Mr Cull said it might be possible to do that by extending what had already been done with the city's Your City, Our Future project, which included extensive public input through forums and workshops well before final options were put together.

In the past few years, there has been increasing criticism of the council's consultation process.

In 2008, then council leaders mayor Peter Chin, councillor Richard Walls and chief executive Jim Harland told the Otago Daily Times the public consultation process had become confrontational and was being misused by special-interest groups, leading to delays in decision-making.

Similar arguments have been articulated by other longer-serving councillors who are still on the local authority.

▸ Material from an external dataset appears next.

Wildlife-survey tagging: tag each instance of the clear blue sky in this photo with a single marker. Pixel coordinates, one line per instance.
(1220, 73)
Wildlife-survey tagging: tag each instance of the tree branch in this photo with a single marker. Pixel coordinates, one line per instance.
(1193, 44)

Mr Cull campaigned in the last election, in part, on better consultation.

In his pre-election profile in the Otago Daily Times he claimed a majority of councillors had not genuinely listened to the public.

He suggested a model where consultation was done before issues got to council committees or the council itself for final decisions.

Mr Cull said he wanted to improve consultation ''in order to get more well-informed expert opinion from the community''.

He said the city had achieved ''quite a bit'' from the Your City, Our Future consultation.

The Your City, Our Future forum attracted nearly 200 people last July from a wide variety of organisations.

The results of its work would be to update the Dunedin's various strategies, in the light of the problems the city faces.

''That's fine, but I recognised the potential to go a bit further,'' Mr Cull said.

In future, other issues could be dealt with using the same ''blank slate'' approach, where consultation was done more widely and at an earlier stage.

The idea might be to take a specific issue and ''ask what you want it to be like, and how do you get there?''.

As with the Your City, Our Future forum, the council could form working parties with community representatives to consider the issues and help develop solutions.

''It becomes pro-active, rather than reactive.''

While the new council would not necessarily be taking ''a radical change of direction'', Mr Cull said building on the platform of the consultation model for Your City, Our Future might help deal with the public's view of the consultation process.